Show HN: Browser MCP – Automate your browser using Cursor, Claude, VS Code
What MCP Is (and Isn’t)
- Several comments frame MCP as an interface layer: to AI what REST is to web APIs or “containers for tools” – standardizing how LLMs call tools.
- Some see it as incremental over existing function-calling / JSON-schema patterns rather than a game-changer; main value is standardization and ecosystem traction.
- Others argue its importance comes from broad adoption across clients and servers and its fit for “agentic process automation” rather than classic RPA.
- Confusion persists; multiple replies explain MCP as a protocol that exposes tools (like browser actions) for LLMs to invoke, not the agent itself.
Browser MCP vs Playwright/Puppeteer & Prior Art
- Browser MCP is explicitly described as an adaptation of Microsoft’s Playwright MCP, but targeting the user’s real browser session instead of fresh instances.
- Advantages cited: reuse of existing cookies/profile, reduced bot detection, and added tools (e.g., console logs) geared to debugging and local workflows.
- Puppeteer MCP struggles because the model often invents invalid CSS selectors; Playwright’s role-based locators plus ARIA/accessibility tree snapshots are seen as more robust.
- Some note many earlier “LLM controls browser” projects exist; others respond that none achieved wide adoption and that aligning with MCP is the noteworthy part.
Extension vs Remote Debugging & Platform Support
- The extension approach is favored for usability (no CLI flags) and for avoiding the security risks of exposing Chrome DevTools Protocol on a local port.
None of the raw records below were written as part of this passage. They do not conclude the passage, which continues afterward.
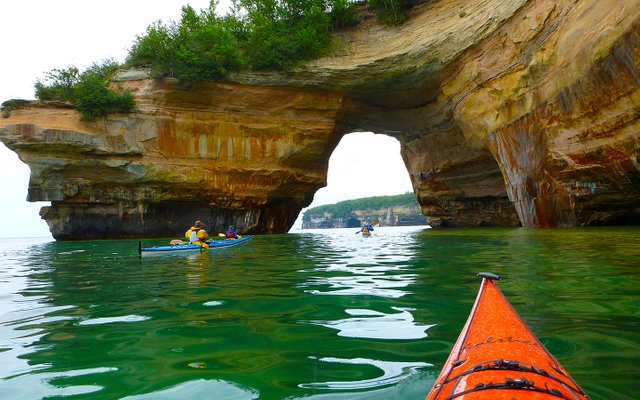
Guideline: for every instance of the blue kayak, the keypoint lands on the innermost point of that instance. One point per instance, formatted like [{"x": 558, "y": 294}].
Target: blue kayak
[{"x": 191, "y": 248}]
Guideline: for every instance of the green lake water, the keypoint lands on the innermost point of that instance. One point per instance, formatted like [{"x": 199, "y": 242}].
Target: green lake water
[{"x": 322, "y": 315}]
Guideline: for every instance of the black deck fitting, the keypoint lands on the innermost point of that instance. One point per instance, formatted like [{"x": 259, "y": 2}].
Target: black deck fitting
[{"x": 489, "y": 276}]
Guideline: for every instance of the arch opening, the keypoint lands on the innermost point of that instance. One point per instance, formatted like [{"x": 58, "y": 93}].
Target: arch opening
[{"x": 363, "y": 164}]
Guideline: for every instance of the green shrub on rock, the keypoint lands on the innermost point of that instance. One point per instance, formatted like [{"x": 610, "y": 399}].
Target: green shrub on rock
[{"x": 89, "y": 90}]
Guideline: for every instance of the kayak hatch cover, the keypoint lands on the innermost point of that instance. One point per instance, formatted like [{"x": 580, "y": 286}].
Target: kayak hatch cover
[{"x": 497, "y": 357}]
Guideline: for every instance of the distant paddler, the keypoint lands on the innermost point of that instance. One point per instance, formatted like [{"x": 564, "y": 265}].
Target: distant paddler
[
  {"x": 231, "y": 233},
  {"x": 197, "y": 235},
  {"x": 368, "y": 228}
]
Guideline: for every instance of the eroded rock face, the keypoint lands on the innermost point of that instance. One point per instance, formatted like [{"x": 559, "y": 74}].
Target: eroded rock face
[
  {"x": 508, "y": 113},
  {"x": 223, "y": 153}
]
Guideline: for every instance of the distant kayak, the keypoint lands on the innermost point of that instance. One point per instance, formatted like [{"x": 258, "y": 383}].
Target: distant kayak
[
  {"x": 497, "y": 357},
  {"x": 191, "y": 248}
]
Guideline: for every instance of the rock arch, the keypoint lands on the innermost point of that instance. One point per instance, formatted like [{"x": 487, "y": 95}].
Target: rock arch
[{"x": 508, "y": 113}]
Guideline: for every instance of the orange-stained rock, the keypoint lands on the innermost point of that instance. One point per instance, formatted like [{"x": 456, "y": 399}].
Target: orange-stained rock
[{"x": 508, "y": 113}]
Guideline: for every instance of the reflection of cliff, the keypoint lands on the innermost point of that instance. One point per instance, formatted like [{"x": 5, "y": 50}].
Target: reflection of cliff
[{"x": 508, "y": 113}]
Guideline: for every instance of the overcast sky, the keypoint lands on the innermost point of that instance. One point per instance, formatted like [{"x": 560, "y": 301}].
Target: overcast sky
[{"x": 40, "y": 35}]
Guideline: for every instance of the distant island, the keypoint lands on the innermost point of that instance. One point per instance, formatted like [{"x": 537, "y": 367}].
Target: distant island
[{"x": 396, "y": 210}]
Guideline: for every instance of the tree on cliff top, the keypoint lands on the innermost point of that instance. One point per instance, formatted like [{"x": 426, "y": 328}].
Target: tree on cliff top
[
  {"x": 88, "y": 90},
  {"x": 257, "y": 34}
]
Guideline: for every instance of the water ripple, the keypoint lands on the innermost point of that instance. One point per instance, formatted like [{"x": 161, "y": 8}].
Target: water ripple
[
  {"x": 392, "y": 372},
  {"x": 377, "y": 325}
]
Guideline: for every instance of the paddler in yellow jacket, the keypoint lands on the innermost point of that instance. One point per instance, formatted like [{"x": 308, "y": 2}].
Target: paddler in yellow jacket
[{"x": 197, "y": 235}]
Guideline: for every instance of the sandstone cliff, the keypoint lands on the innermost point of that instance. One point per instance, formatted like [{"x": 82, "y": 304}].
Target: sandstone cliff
[{"x": 508, "y": 113}]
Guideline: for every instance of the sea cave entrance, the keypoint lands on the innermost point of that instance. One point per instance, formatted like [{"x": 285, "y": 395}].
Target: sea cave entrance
[{"x": 364, "y": 164}]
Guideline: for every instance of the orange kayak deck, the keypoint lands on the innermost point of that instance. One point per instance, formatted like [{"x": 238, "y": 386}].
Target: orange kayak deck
[{"x": 497, "y": 357}]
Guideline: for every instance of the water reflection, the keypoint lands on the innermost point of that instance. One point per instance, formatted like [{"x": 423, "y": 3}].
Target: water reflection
[
  {"x": 33, "y": 385},
  {"x": 392, "y": 372},
  {"x": 377, "y": 325},
  {"x": 201, "y": 389}
]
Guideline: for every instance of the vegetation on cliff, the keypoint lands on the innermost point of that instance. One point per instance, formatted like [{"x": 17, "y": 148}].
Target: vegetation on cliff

- One thread strongly critiques exposing CDP as “keys to the kingdom” even locally, due to lack of auth and full cross-origin access.
- Browser MCP currently works only with Chromium (via CDP). Firefox support is blocked by missing WebDriver BiDi access for extensions.
Privacy, Telemetry & Security
- The “private/local” claim is challenged: while browsing stays local, DOM/context is still sent to the LLM and any enabled tools.
- Some suggest the marketing should more explicitly warn non‑technical users that “all browsing data” relevant to tasks may be exposed to clients/tools.
- A critical comment reveals the extension sends anonymous telemetry to PostHog/Amplitude; this triggers a long debate about surveillance, opt‑in analytics, and trust in extensions.
- Separate threads raise broader MCP security risks (tool poisoning, untrusted MCP servers), comparing it to NPM’s supply‑chain issues.
Bot Detection, CAPTCHAs & Robots.txt
- A key selling point (“avoids bot detection”) is disputed: users report being blocked or given more CAPTCHAs when automating with their own session.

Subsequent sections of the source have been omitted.